STORY STARTER
Submitted by The Author
The Revolutionary
Write a story surrounding whatever comes to mind when you imagine this character.
The Weeds and the Healer
Once, there was a healer. And he had a garden. In this garden grew all he needed for his medicines and his salves and teas to heal people. The healer took great care of his garden, tending to it every day and harvesting and drying with precision everything he needed. His harvest and his business was bountiful and thriving, people would come from all over to see him and get well. But one day, the healer went outside, and despite all his tending and efforts, weeds as tall as his knees had grown up between the medicines. He got to work, ripping up the weeds, but they had grown so deep they pulled up clumps of dirt and sometimes brought the medicine with it. All day, the healer toiled. Patients came and went but he saw none of them. His brow scorched and dirt built under his nails and thorns embedded in his skin, but still, he worked until the sun disappeared and all the weeds were gone.
The next day, he went back outside, and the weeds had grown up again, taller than last time and more abundant than the medicines. He went to work again until the weeds were gone with the sun. And then the next day, and the very next, it was the same. Each time doubled in size until it was as if a forest grew up outside his house. Finally, he stopped toiling. All his patients were turned away, for he had no more medicines, the weeds were so abundant.
One day, a very old, sickly man came to his house. He was dying, and he needed the healer's help, but the healer said to him, “I have nothing I can give you.” The old man was desperate and said to him, “Give me whatever you have.” So the healer went and gathered some weeds, crushed them into a tea, and gave it to him. He knew it would probably do nothing, but the man was insistent. The old man thanked him and drank the tea, then went to sleep. He slept for four days. On the fifth day, the healer was worried the old man had died, and went to check on him, but the old man woke up. He was well. Astonished, the healer went back to the weeds, and instead of getting rid of them, he harvested them.

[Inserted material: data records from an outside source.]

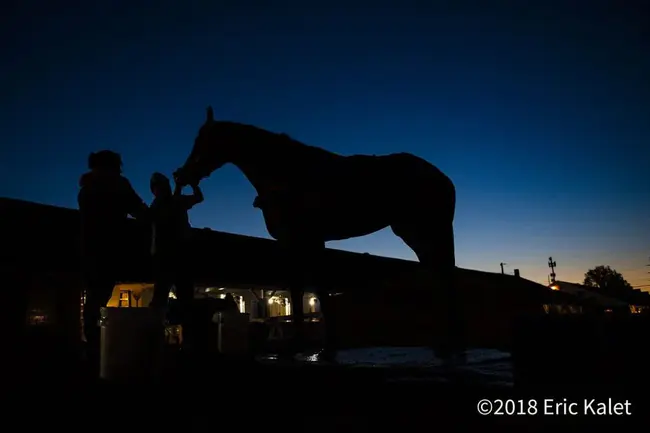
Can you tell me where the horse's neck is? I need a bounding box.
[231,132,338,195]
[231,149,290,195]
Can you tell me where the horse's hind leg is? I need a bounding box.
[391,219,465,360]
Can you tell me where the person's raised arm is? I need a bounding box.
[122,177,149,220]
[183,184,203,210]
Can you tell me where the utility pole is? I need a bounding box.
[548,257,557,284]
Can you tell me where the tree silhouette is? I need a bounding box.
[583,265,632,293]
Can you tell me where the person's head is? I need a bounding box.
[88,150,122,174]
[149,173,172,197]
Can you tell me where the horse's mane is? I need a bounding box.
[227,122,340,163]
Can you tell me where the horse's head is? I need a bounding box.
[174,107,238,185]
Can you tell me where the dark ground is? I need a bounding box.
[8,346,650,432]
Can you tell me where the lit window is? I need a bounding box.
[119,290,131,307]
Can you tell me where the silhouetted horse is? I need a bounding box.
[174,107,460,362]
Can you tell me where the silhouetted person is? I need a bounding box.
[224,293,239,312]
[77,150,147,368]
[149,173,203,344]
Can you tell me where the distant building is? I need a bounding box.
[0,199,582,347]
[549,281,650,314]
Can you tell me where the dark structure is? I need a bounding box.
[0,199,572,358]
[175,107,462,355]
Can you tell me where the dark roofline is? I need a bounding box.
[0,198,548,290]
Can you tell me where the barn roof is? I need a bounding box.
[0,198,564,298]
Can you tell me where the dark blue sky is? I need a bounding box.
[0,0,650,285]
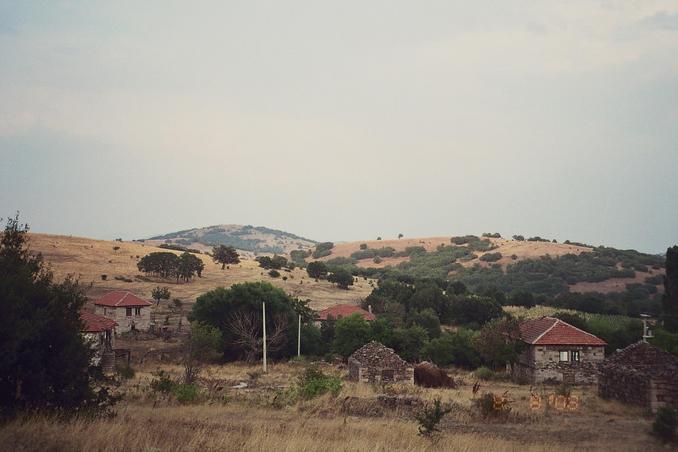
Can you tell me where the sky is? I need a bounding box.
[0,0,678,253]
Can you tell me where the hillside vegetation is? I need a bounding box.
[144,224,316,255]
[29,233,372,309]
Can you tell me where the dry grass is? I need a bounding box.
[0,363,661,451]
[30,234,372,309]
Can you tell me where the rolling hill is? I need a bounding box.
[144,224,316,256]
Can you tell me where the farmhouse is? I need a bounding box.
[80,311,116,371]
[318,304,376,322]
[598,342,678,412]
[94,290,153,334]
[512,317,607,384]
[348,341,414,384]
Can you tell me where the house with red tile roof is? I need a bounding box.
[318,304,376,322]
[80,311,117,370]
[94,290,153,333]
[512,317,607,384]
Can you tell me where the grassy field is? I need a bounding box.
[0,363,662,451]
[29,234,372,309]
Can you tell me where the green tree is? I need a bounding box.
[410,308,440,338]
[327,268,353,290]
[212,245,240,270]
[182,322,222,384]
[151,286,171,306]
[662,245,678,333]
[189,282,313,360]
[332,314,371,358]
[0,215,95,414]
[306,261,329,279]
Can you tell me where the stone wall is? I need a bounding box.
[96,305,151,334]
[513,345,605,385]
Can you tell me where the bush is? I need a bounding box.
[297,367,342,400]
[652,407,678,441]
[480,252,502,262]
[116,364,134,380]
[415,399,451,437]
[473,366,495,381]
[151,370,174,394]
[475,391,511,418]
[172,384,200,405]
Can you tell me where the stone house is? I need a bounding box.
[318,304,376,322]
[511,317,607,385]
[80,311,116,372]
[94,290,153,334]
[348,341,414,384]
[598,342,678,412]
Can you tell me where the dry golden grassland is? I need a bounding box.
[29,234,372,309]
[0,363,663,451]
[322,237,591,268]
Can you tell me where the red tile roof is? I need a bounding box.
[94,290,153,308]
[80,311,117,333]
[520,317,607,346]
[318,304,376,321]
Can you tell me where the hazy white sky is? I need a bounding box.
[0,0,678,252]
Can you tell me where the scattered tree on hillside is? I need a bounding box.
[228,311,287,363]
[474,318,525,369]
[182,322,222,384]
[151,286,171,306]
[306,261,329,279]
[212,245,240,270]
[0,215,101,415]
[662,245,678,333]
[189,282,313,360]
[327,268,353,290]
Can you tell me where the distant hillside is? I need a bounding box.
[146,224,316,255]
[307,234,664,309]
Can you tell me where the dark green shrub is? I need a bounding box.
[172,384,200,405]
[151,370,174,394]
[297,367,342,400]
[473,366,495,381]
[415,399,451,438]
[480,253,502,262]
[652,407,678,441]
[116,364,134,380]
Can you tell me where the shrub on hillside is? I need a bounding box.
[480,252,502,262]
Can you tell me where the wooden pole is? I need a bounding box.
[297,314,301,357]
[261,301,266,372]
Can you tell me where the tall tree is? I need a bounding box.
[662,245,678,333]
[0,215,94,414]
[212,245,240,270]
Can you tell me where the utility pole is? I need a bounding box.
[297,314,301,357]
[261,301,266,373]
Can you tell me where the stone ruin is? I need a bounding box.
[348,341,414,384]
[598,342,678,412]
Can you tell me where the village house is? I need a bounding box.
[80,311,116,372]
[94,290,153,334]
[512,317,607,384]
[318,304,376,322]
[348,341,414,384]
[598,342,678,412]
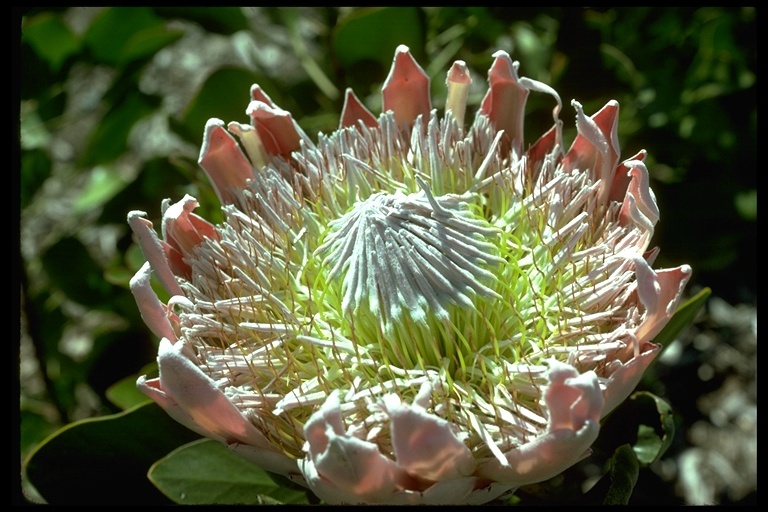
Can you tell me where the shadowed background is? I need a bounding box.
[16,7,757,504]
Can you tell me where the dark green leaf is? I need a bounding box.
[178,67,268,145]
[22,13,80,73]
[79,92,154,168]
[155,5,248,35]
[149,439,308,505]
[333,7,424,69]
[653,288,712,346]
[85,7,164,66]
[603,444,640,505]
[118,25,184,65]
[630,391,675,466]
[42,237,113,309]
[19,148,51,208]
[24,403,199,506]
[75,166,131,214]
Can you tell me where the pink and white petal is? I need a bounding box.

The old man thanked him and left, but a woman came to him after, suffering pain when she touched anywhere on her body. Again, the healer told her he had nothing to help her. “Give me anything you have,” she said. Again, he made the tea from the weeds, and she was well. The town had begun to hear about these weeds as more people came to the healer for help. The elders and the council came to the healer's house to see what they were talking about, and saw his garden replaced with more weeds. They became angry.
“This isn’t medicine!” They shouted at him. “This is nothing we’ve seen before. You must be replacing the weeds with real herbs in the tea!” So they sent young men, with swords and knives, to cut down the weeds. The healer railed, fought as he was held back. But it was useless. The people he had healed stood in their quiet trouble as they watched, fear freezing them to their souls. They left him with his empty garden. But the next morning, the weeds were back. Again, he healed people, and more came to him from across nations. Again, the council and the elders sent the young men, but they couldn’t stop the weeds from growing.
“We are giving you a warning,” they said to him. “You must stop this nonsense or suffer dire consequences.” But the healer did not listen. To listen would go against the very nature of himself, to do harm and neglect the least of these. So day after day, he harvested and crushed the weeds and made them into tea for the people who came to see him. The elders and the council decided the weeds were not the problem. “If we can take them, we can sell them for a profit, if they are all-healing.” So in the dark of night, they sent more young men, this time, to harvest the weeds. They brought them to the elders and the council the next morning, but they were useless. Rotting and withered.
What grows for healing does not bloom for profit.